Anche ai tempi del coronavirus, il Medioevo conferma la sua inesauribile forza vitale, che emerge tra l’altro da questo meme esemplato sull’arazzo di Bayeux:

Immagine tratta da https://pictame2.com/user/mediaevi/ (autore: Davide Ravaioli)

Nonostante il lockdown, all’Università Roma Tre le attività didattiche procedono regolarmente in streaming; questa è stata la formula adottata anche per il seminario sul Festival del Medioevo organizzato nell’ambito del corso Sustainability and Cultural Awareness del Dipartimento di Economia Aziendale.

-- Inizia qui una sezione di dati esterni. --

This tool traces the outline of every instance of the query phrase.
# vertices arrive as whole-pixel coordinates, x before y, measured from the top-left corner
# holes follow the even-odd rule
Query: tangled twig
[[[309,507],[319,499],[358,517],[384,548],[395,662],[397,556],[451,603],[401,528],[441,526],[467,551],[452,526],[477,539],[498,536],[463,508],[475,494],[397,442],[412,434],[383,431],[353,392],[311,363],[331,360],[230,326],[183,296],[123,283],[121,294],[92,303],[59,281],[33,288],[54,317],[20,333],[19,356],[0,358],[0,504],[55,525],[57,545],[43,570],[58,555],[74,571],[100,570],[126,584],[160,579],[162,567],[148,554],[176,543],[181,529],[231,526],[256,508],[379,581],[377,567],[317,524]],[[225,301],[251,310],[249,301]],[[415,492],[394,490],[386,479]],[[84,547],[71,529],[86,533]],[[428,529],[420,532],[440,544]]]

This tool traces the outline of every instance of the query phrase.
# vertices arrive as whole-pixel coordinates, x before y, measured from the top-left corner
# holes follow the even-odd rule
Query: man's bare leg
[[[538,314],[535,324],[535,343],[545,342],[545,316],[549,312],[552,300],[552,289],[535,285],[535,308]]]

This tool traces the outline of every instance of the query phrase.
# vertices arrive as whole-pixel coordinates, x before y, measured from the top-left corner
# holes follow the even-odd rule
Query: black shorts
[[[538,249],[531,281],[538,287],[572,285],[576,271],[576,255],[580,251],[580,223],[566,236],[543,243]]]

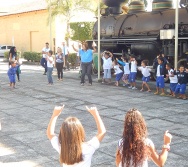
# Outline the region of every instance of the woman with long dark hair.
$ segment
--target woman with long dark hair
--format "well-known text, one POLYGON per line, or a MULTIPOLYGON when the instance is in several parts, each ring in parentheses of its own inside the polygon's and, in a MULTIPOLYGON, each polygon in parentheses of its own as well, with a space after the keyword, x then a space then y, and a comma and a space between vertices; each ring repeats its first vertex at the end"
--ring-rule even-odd
POLYGON ((20 64, 19 64, 19 57, 17 56, 17 49, 15 46, 10 48, 9 51, 9 67, 11 65, 11 62, 15 62, 16 60, 16 64, 17 64, 17 70, 16 70, 16 75, 17 75, 17 79, 18 82, 20 81, 20 64))
POLYGON ((61 125, 59 135, 54 133, 55 124, 64 106, 55 107, 47 128, 47 136, 53 148, 60 154, 63 167, 90 167, 91 158, 99 148, 106 129, 96 107, 86 109, 94 117, 98 133, 90 141, 85 141, 85 132, 81 122, 76 117, 68 117, 61 125))
POLYGON ((93 45, 93 50, 89 49, 88 43, 83 42, 82 43, 82 49, 76 49, 74 47, 74 44, 72 45, 73 49, 76 52, 79 52, 80 58, 81 58, 81 68, 82 68, 82 76, 81 76, 81 85, 84 86, 85 83, 85 75, 87 74, 89 79, 89 85, 92 85, 92 62, 93 62, 93 53, 96 52, 96 48, 93 45))
POLYGON ((172 135, 164 134, 162 152, 158 154, 153 142, 147 138, 147 126, 142 114, 137 109, 127 112, 124 122, 123 137, 119 140, 116 152, 118 167, 148 167, 148 159, 162 167, 170 150, 172 135))

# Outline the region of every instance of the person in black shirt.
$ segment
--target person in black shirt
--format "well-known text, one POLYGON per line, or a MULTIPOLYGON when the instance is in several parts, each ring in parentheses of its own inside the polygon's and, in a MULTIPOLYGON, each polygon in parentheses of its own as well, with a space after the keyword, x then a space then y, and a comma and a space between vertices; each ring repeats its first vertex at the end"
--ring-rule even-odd
POLYGON ((183 65, 179 67, 179 71, 176 71, 175 74, 178 77, 178 84, 175 89, 175 94, 179 93, 179 96, 177 98, 186 100, 187 97, 185 95, 186 91, 186 84, 187 84, 187 77, 188 77, 188 69, 185 71, 185 68, 183 65))

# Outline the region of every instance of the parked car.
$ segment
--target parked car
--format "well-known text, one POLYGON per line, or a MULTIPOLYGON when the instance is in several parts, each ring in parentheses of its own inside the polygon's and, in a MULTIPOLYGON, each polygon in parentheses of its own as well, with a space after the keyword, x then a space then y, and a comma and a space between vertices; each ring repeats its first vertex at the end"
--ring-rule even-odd
POLYGON ((4 57, 5 52, 9 52, 11 45, 0 45, 0 57, 4 57))

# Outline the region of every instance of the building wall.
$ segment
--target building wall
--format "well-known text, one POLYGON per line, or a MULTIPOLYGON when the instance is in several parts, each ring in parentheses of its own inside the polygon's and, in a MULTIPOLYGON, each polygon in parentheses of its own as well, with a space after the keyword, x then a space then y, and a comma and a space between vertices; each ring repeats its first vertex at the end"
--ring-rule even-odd
MULTIPOLYGON (((21 52, 41 52, 45 42, 50 43, 50 26, 47 24, 47 18, 47 10, 1 16, 0 45, 15 45, 21 52)), ((55 25, 51 25, 53 39, 55 25)))

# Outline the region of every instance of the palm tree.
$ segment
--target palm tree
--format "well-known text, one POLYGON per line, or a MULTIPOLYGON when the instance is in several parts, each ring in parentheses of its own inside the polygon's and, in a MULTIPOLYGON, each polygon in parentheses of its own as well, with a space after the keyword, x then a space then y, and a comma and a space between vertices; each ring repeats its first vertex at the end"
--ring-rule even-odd
POLYGON ((53 19, 58 15, 65 17, 67 29, 66 29, 66 41, 69 45, 70 36, 70 19, 75 15, 75 11, 91 11, 92 2, 90 0, 46 0, 47 8, 49 11, 49 19, 53 19))

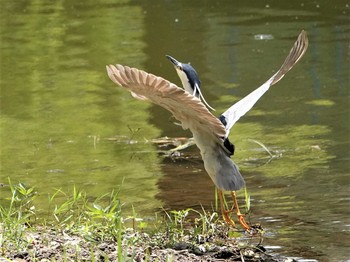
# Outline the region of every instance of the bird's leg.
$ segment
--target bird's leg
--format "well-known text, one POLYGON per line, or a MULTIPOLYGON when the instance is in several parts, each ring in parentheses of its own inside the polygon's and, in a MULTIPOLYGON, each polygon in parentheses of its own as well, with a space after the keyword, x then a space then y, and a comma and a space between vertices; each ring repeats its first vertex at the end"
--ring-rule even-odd
POLYGON ((229 216, 229 214, 231 212, 233 212, 234 208, 236 208, 236 215, 238 217, 239 223, 243 226, 243 228, 245 230, 250 231, 251 227, 245 221, 244 215, 239 210, 238 201, 237 201, 237 198, 236 198, 235 191, 231 191, 231 195, 232 195, 232 198, 233 198, 233 207, 231 209, 229 209, 229 210, 226 210, 226 208, 225 208, 224 195, 223 195, 223 192, 221 190, 219 190, 219 189, 218 189, 218 195, 219 195, 219 199, 220 199, 221 213, 222 213, 222 216, 223 216, 225 222, 230 224, 233 227, 236 227, 235 222, 229 216))
POLYGON ((189 138, 185 144, 182 144, 182 145, 179 145, 179 146, 177 146, 175 148, 172 148, 172 149, 169 150, 169 152, 170 152, 170 154, 173 154, 176 151, 184 150, 184 149, 186 149, 186 148, 188 148, 190 146, 193 146, 195 144, 196 143, 194 142, 194 139, 192 137, 192 138, 189 138))
POLYGON ((218 189, 218 195, 220 199, 220 208, 221 208, 222 217, 224 218, 226 223, 230 224, 233 227, 236 227, 235 222, 229 216, 229 213, 233 211, 233 208, 230 210, 225 209, 224 196, 223 196, 223 192, 220 189, 218 189))
POLYGON ((239 220, 239 223, 241 223, 241 225, 244 227, 245 230, 250 231, 250 226, 248 225, 248 223, 245 221, 244 219, 244 215, 242 215, 241 211, 239 210, 239 206, 238 206, 238 202, 237 202, 237 198, 236 198, 236 192, 235 191, 231 191, 231 195, 233 198, 233 203, 236 207, 236 214, 239 220))

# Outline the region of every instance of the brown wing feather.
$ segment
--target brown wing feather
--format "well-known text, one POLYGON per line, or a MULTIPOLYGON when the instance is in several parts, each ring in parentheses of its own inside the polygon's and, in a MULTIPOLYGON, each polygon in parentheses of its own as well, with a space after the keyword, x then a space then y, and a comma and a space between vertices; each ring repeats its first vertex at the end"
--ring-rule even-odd
POLYGON ((307 39, 306 32, 303 30, 298 36, 297 41, 294 43, 293 48, 290 50, 289 55, 284 60, 278 73, 275 75, 271 85, 277 83, 281 78, 299 61, 305 54, 309 41, 307 39))
POLYGON ((170 111, 183 128, 225 136, 225 127, 198 98, 164 78, 122 65, 109 65, 107 72, 114 83, 170 111))

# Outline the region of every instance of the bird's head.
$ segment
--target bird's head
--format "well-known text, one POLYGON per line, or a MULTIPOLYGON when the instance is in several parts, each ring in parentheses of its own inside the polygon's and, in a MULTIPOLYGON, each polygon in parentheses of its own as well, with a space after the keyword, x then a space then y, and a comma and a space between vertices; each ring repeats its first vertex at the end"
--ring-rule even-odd
POLYGON ((190 64, 181 63, 170 55, 167 55, 166 57, 174 65, 176 72, 181 79, 183 88, 190 94, 199 97, 200 94, 199 92, 196 92, 196 90, 200 88, 201 81, 199 80, 196 70, 194 70, 190 64))
POLYGON ((205 101, 202 92, 201 92, 201 81, 199 80, 196 70, 190 64, 183 64, 177 61, 175 58, 170 55, 166 56, 170 62, 174 65, 177 74, 181 79, 183 88, 190 93, 191 95, 201 99, 203 103, 211 110, 214 110, 207 101, 205 101))

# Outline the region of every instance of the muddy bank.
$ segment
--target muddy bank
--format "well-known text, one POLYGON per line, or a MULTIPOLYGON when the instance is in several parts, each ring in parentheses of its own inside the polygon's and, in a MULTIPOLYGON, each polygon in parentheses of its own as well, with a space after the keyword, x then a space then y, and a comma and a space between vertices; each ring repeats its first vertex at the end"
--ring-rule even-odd
POLYGON ((129 229, 118 239, 89 239, 49 227, 28 229, 27 248, 8 245, 0 261, 295 261, 268 254, 262 245, 242 244, 228 236, 184 236, 171 240, 167 233, 153 235, 129 229), (121 243, 121 244, 118 244, 121 243))

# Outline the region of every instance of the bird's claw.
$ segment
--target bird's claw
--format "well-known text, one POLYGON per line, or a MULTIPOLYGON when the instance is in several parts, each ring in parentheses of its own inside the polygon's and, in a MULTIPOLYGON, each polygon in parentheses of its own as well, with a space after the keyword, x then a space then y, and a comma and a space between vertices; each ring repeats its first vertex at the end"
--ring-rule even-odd
POLYGON ((237 214, 238 217, 238 221, 239 223, 242 225, 242 227, 247 230, 248 232, 250 232, 251 227, 248 225, 248 223, 245 221, 244 219, 245 215, 242 215, 241 213, 237 214))
POLYGON ((222 213, 222 217, 225 220, 225 222, 233 227, 236 227, 236 223, 229 217, 229 213, 231 213, 233 210, 224 210, 222 213))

Medioevo, medievalismi, storia medievale sono le tre prospettive diverse che da cinque anni trovano nel Festival del Medioevo un fruttuoso spazio di confronto e un esempio unico di promozione culturale.

Per parlarne, ci siamo incontrati su Skype con Federico Fioravanti, ideatore e presidente del Festival del Medioevo; Tommaso di Carpegna Falconieri, docente di Storia medievale nell’Università di Urbino; Vito Loré, docente di Storia medievale a Roma Tre; Giulia Bordi, docente di Storia dell’arte medievale a Roma Tre coordinati da Sabina Addamiano, docente di Sustainability and Cultural Awareness. Insieme a loro, studenti e giovani studiosi di tanti Paesi europei, ciascuno davanti al proprio pc in Finlandia, Francia, Italia, Germania, Lituania, Paesi Bassi, Spagna; tutti interessati ad approfondire la conoscenza del Medioevo, la sua vitalità, le sue strategie di valorizzazione scientifica e di alta divulgazione attraverso una formula, quella del Festival del Medioevo, capace di appassionare tanti pubblici diversi.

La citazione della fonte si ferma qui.